# Gaskets on Canister filter



## hawkkerw (Jan 31, 2012)

What type of lubrication do you use on your canister filter O Rings? I have a canister that s going to sit for about a month or two without being used. I could swear I read somewhere in a fluval manual not to use Vaseline?


----------



## countryboy814 (Feb 19, 2012)

If it's a rubber "o"ring I don't see how vaseoline could hurt.


----------



## GTZ (Apr 21, 2010)

It's debatable as to whether or not vaseline could be harmful to fish as well as rubber gaskets.
Personally, I'd err on the side of caution and use kitchen faucet grease, or plumbers grease, both of which are silicone.


----------



## countryboy814 (Feb 19, 2012)

People use vasoline on things such as impellers with no problems. I would say grease her up and stow her.


----------



## countryboy814 (Feb 19, 2012)

Pool lube. After reading, vasoline causes rubber to expand. Which will seal. However may lead to premature failure of gasket.


----------



## 13razorbackfan (Sep 28, 2011)

GTZ said:


> It's debatable as to whether or not vaseline could be harmful to fish as well as rubber gaskets.
> Personally, I'd err on the side of caution and use kitchen faucet grease, or plumbers grease, both of which are silicone.


Silicone grease correct? Can you buy this at the hardware store?


----------



## GTZ (Apr 21, 2010)

Sure. Kitchen faucet grease or plumbers grease.


----------



## 13razorbackfan (Sep 28, 2011)

GTZ said:


> Sure. Kitchen faucet grease or plumbers grease.


Will it say on the tube it is aquarium safe or something along those lines? Maybe a specific brand and name of the grease? I just want to make sure I get what is safe. I have always used vaseline but if it is true that it causes premature wear of the rubber then I will stop.


----------



## &lt;=U=L=T=R=A=&gt; (Apr 21, 2010)

I have been using Vaseline for 15 years and never had a problem with it.
There was one eheim canister i bought where the manual said to use Vaseline or eheim lube on the seals when you put back together after a cleaning.


----------



## 13razorbackfan (Sep 28, 2011)

<=U=L=T=R=A=> said:


> I have been using Vaseline for 15 years and never had a problem with it.
> There was one eheim canister i bought where the manual said to use Vaseline or eheim lube on the seals when you put back together after a cleaning.

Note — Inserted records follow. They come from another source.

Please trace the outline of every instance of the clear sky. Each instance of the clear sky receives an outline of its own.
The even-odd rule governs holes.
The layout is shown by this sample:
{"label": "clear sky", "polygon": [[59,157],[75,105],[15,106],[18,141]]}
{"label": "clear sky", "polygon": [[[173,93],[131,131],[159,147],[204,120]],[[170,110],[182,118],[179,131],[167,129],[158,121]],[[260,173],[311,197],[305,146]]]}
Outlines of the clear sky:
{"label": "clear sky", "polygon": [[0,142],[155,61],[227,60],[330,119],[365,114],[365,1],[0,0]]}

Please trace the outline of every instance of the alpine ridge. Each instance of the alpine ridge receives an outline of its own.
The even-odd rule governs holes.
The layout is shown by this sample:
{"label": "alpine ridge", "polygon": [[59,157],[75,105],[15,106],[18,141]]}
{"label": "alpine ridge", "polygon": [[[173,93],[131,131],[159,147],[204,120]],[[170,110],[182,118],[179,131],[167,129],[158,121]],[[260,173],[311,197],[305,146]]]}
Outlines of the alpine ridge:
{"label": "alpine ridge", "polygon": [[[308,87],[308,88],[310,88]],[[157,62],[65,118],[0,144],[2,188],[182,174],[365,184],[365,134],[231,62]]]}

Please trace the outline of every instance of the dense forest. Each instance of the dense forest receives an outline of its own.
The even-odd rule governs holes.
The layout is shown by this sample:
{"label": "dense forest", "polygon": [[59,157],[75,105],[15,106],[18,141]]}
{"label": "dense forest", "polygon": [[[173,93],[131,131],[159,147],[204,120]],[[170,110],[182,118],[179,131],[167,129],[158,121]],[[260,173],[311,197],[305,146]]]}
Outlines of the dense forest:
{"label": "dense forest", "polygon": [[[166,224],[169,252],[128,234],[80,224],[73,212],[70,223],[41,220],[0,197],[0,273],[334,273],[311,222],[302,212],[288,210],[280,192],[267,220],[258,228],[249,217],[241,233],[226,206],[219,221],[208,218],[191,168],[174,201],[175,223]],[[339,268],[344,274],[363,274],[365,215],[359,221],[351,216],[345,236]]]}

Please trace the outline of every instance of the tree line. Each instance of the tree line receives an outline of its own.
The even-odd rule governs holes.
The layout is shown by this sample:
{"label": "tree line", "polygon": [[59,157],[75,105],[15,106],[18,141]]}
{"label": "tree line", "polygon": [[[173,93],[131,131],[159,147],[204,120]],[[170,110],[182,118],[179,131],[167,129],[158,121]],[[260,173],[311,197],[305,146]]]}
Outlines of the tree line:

That is what I thought as well and have been using but the person who mentioned premature gasket wear sure has made me think twice. I would hate to come home to water all over my floor. Hasn't happened so far but I never rule anything out.


----------



## GTZ (Apr 21, 2010)

I suppose it depends on what the gaskets or o-rings are made out of. However, faucets, which run drinking water, don't use vaseline, they use silicone based lubricants. Food for thought, as it were.


----------



## 13razorbackfan (Sep 28, 2011)

GTZ said:


> I suppose it depends on what the gaskets or o-rings are made out of. However, faucets, which run drinking water, don't use vaseline, they use silicone based lubricants. Food for thought, as it were.

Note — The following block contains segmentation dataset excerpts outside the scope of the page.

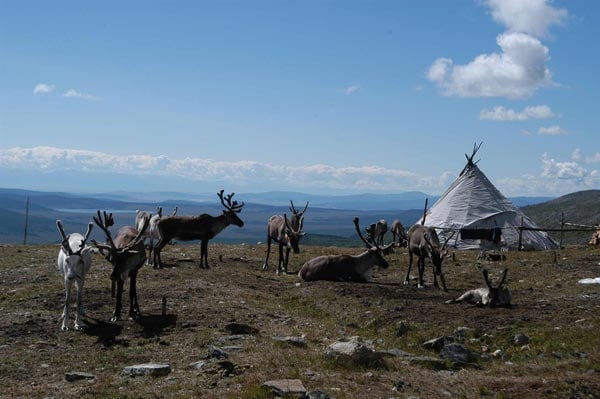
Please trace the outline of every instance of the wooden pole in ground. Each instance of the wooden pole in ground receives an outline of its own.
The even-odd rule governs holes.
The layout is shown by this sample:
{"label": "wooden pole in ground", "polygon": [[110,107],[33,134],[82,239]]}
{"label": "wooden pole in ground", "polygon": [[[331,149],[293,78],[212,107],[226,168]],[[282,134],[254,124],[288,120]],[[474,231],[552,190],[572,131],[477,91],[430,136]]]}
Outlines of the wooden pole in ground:
{"label": "wooden pole in ground", "polygon": [[25,232],[23,236],[23,245],[27,245],[27,227],[29,225],[29,195],[27,196],[27,201],[25,202]]}
{"label": "wooden pole in ground", "polygon": [[523,216],[521,216],[521,227],[519,227],[519,246],[517,247],[517,251],[521,250],[523,245]]}

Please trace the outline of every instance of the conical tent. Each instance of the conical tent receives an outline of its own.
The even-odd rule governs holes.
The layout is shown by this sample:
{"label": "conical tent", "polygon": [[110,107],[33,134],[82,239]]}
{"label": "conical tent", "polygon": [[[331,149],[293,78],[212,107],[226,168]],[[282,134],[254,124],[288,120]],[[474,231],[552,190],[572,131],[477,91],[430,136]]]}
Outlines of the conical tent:
{"label": "conical tent", "polygon": [[[448,190],[426,213],[425,224],[440,229],[442,237],[455,234],[448,243],[458,249],[509,249],[519,246],[519,227],[537,228],[515,207],[473,162],[479,149],[467,157],[467,165]],[[417,221],[420,223],[421,220]],[[523,230],[521,248],[544,250],[558,244],[543,231]]]}

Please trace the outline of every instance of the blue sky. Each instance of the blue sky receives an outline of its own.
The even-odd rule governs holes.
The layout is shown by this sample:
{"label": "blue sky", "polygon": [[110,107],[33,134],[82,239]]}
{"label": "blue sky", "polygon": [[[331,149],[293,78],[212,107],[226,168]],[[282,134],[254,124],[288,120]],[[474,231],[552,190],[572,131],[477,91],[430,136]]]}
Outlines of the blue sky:
{"label": "blue sky", "polygon": [[3,187],[441,194],[475,142],[508,196],[600,187],[598,2],[1,8]]}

Going to get some anyways but just wanting to make sure it is aquarium safe.....


----------



## Deeda (Oct 12, 2012)

If the product is safe for potable drinking water use, it should be fine for your aquarium.

I've used regular Vaseline for my Eheims, as suggested by their website. I've also used plumbers o-ring grease for faucets.

I understand the debate regarding Vaseline and rubber products but unless you know that the o-rings and seals are definitely made of 100% rubber, I don't think you will have any problems using either of the suggested lubes. Most o-rings are a compounded blend of various materials these days.

If in doubt, consider contacting the manufacturer of your particular filter, either through their website or email.


----------



## theoryguru (Oct 11, 2011)

Vaseline is a petrolium based lube which will breadown the polyeth. in time. Use silicone based lube only.
(same goes for car door gaskets)


----------



## &lt;=U=L=T=R=A=&gt; (Apr 21, 2010)

13razorbackfan said:


> <=U=L=T=R=A=> said:
> 
> 
> > I have been using Vaseline for 15 years and never had a problem with it.
> ...


Every time I open the canisters, I inspect the seals with a magnifying glass.
And look for cracks or warps, if its ok! Then I Massage the Vaseline on to the rings.
I do not think small amounts of vaseline will harm fish and the rings either.
I been doing it for many years And I have not seen any evidence of such.

If you added vaseline to your rings and later it starts leaking :roll: it wasn't the vaseline ....your rings are worn out :thumb: And you dint catch it


----------



## SupeDM (Jan 26, 2009)

place the gaskets in a sealed tupperware container with water in it and they will be fine.


----------